Я с глубоким уважением отнёсся к силе воображения сестрёнки, ведь ей всего четыре годика, и мы рождены не от одной матери, нас связывает удивительное родство душ: хоть я не рассказывал ей о том, что мясо может говорить и что у него вырастают лапки, она сразу ухватила то, что я имею в виду, и оказала мне значительную поддержку.
Очевидно, родители были страшно напуганы тем, что сказали я и сестрёнка. Они довольно долго смотрели на нас обалделыми взглядами и, если бы не телефонный звонок, продолжали бы взирать на нас так и дальше. Да, тут необходимо кое-что объяснить: у нас в доме установили телефон, и хоть это был телефон для внутреннего пользования и разговоры контролировались на небольшом коммутаторе в офисе, всё же это был телефон. Он связывал наш дом, дом Лао Ланя, а также нескольких ответственных работников. Мать сняла трубку, и я понял, что звонит Лао Лань. Положив трубку, мать сказала отцу:
– Лао Лань торопит, выходите, говорит, скоро должен прибыть человек из провинциального[63] комитета партии вместе с репортёрами провинциального телевидения и провинциальной газеты, предлагает нам проследить, чтобы всё было в порядке, он сейчас прибудет.

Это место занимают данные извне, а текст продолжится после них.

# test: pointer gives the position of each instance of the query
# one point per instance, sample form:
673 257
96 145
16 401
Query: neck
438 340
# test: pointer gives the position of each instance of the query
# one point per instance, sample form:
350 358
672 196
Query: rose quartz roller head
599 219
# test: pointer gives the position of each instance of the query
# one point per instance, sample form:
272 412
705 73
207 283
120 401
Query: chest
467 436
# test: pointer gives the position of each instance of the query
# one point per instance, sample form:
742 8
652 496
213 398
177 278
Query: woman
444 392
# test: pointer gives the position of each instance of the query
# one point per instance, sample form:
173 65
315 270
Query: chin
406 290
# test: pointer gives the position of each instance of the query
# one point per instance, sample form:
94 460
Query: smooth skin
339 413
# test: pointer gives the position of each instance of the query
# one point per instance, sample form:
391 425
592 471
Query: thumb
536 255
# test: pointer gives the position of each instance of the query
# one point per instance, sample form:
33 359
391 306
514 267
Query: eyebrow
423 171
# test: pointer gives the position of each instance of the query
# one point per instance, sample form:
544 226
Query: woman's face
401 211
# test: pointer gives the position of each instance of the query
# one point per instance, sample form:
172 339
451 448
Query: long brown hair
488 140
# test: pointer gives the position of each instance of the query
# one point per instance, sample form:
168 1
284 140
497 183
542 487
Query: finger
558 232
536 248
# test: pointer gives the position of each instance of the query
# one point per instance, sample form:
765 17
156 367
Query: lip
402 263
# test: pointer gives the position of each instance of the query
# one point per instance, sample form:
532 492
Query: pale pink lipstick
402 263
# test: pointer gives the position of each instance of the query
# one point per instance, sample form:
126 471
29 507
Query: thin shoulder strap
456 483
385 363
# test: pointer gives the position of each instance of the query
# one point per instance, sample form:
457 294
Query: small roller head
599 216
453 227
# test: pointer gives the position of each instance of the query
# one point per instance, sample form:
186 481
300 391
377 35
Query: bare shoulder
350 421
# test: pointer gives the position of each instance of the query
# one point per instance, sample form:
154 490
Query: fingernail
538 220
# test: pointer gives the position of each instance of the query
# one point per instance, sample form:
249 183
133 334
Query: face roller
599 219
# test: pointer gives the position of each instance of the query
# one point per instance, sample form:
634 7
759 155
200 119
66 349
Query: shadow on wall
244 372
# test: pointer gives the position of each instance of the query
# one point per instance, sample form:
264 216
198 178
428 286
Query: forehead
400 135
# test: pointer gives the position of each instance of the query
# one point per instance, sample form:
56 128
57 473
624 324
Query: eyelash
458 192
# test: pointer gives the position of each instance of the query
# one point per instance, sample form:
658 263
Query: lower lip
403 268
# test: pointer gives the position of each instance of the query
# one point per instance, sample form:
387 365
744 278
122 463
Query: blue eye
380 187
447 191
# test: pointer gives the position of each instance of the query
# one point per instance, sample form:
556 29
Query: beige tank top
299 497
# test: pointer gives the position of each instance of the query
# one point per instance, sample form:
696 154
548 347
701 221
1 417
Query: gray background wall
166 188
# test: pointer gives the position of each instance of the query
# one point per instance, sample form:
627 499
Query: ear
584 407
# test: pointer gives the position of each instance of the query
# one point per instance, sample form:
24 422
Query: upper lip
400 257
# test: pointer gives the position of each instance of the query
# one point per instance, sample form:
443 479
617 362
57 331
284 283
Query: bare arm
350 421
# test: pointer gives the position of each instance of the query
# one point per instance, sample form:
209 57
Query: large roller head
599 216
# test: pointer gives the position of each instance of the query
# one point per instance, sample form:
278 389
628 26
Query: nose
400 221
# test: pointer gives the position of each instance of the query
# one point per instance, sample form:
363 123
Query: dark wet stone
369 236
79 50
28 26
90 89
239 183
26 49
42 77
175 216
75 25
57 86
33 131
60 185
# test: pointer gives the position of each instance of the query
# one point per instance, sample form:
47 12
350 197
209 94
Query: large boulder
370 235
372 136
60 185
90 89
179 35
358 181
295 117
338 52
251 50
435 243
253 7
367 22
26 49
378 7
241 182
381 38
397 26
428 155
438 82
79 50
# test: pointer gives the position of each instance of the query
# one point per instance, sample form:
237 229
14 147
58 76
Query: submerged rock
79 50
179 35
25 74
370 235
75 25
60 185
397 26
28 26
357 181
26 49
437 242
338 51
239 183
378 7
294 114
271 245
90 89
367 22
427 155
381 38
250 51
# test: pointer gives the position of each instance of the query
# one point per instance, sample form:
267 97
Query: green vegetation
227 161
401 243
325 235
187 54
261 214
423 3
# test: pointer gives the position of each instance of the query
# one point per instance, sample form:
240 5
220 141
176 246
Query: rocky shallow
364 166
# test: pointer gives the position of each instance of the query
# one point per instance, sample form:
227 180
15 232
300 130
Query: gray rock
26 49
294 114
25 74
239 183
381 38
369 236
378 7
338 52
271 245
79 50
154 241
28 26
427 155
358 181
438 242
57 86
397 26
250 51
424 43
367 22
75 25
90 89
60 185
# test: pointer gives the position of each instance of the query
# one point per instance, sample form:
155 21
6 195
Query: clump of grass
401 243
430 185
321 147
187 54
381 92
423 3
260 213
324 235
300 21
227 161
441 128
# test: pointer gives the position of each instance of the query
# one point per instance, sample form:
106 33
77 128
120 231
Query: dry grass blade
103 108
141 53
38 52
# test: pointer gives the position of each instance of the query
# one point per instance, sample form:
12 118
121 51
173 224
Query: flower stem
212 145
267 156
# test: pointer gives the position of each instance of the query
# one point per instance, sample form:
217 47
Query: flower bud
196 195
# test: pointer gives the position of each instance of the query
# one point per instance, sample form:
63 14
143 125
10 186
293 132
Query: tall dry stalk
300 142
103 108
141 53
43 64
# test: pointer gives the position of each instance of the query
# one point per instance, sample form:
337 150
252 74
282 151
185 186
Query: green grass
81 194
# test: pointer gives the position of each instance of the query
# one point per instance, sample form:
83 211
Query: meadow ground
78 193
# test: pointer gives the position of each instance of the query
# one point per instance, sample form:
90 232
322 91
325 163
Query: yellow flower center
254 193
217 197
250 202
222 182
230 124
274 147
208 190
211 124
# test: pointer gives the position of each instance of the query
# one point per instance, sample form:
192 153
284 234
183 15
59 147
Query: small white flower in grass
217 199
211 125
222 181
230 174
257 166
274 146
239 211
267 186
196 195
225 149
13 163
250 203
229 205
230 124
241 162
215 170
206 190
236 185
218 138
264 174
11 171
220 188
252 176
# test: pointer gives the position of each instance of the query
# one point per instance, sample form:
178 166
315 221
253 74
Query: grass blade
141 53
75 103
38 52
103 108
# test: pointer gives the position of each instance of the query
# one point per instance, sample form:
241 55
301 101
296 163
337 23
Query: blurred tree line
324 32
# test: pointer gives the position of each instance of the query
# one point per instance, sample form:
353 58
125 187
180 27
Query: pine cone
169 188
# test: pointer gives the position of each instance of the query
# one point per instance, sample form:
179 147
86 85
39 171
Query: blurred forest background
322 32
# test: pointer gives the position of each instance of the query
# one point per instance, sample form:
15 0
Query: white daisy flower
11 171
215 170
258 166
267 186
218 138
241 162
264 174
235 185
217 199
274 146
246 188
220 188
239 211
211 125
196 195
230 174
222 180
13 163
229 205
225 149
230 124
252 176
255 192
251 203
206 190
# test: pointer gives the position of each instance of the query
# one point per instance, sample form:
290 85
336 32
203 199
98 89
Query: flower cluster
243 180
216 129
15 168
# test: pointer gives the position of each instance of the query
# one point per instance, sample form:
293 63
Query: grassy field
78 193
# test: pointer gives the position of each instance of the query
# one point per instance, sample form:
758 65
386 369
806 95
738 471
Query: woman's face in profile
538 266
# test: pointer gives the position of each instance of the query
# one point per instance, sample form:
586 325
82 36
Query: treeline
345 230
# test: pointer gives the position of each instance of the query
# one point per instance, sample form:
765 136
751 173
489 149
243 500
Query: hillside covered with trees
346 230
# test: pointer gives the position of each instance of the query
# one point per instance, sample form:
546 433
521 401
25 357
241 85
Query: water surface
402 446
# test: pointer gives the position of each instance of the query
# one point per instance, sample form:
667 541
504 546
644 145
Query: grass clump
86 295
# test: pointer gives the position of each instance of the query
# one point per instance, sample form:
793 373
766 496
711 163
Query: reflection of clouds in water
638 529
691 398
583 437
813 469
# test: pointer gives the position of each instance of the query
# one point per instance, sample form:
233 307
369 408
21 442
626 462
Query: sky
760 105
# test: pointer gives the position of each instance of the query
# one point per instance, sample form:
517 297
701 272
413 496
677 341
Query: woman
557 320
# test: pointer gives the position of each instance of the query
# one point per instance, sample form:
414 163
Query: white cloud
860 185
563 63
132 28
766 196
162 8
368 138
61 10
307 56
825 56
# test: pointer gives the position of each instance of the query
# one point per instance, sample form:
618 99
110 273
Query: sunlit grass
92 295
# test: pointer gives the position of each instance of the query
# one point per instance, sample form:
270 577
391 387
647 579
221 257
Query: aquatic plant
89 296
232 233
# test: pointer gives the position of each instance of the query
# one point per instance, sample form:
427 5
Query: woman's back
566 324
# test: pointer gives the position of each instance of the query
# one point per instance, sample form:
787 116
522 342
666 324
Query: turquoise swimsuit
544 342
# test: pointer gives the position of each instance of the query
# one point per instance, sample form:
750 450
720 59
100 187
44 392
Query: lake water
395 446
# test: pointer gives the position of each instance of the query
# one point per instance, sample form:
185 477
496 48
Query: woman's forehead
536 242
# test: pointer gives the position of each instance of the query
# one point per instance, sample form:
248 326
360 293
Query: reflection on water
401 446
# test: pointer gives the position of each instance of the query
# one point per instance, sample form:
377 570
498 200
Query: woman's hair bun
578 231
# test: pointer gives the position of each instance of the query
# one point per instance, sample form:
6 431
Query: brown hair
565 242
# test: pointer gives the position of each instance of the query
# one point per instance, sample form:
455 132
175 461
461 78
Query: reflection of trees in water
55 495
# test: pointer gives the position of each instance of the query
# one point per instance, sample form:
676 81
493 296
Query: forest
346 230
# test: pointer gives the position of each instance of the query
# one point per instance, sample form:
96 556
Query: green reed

Вцепившись в узел галстука, отец повертел его, снова поворочал во все стороны шеей и хрипло произнёс:
– Сяотун и Цзяоцзяо, о вас мы ещё поговорим вечером, когда вернёмся, но, во всяком случае, вы должны ходить в школу, а ты, Сяотун, должен подавать сестрёнке пример.
– Во всяком случае, – сказал я, – сегодня пойти в школу мы не можем. Сегодня столько всего интересного, такой праздничный день, и если мы пойдём в школу, то будем последними дураками.
– Вы должны постоять за себя! – бросила мать, поправляя волосы перед зеркалом.
– Постоять за себя мы, конечно, можем, но в школу идти – вещь невозможная, – сказал я.
– Вещь невозможная, – эхом откликнулась сестрёнка.
Хлопушка тридцать первая
– Выносите, выносите! Выносите, а я посмотрю.
Во дворе стоял мужчина с гладким, как фарфоровая плитка, лбом и, судя по всему, без особой радости отдавал указания своей свите за спиной. И эта принаряженная свита заголосила на все лады, как попугаи:
– Выносите, выносите, пусть глава провинции посмотрит.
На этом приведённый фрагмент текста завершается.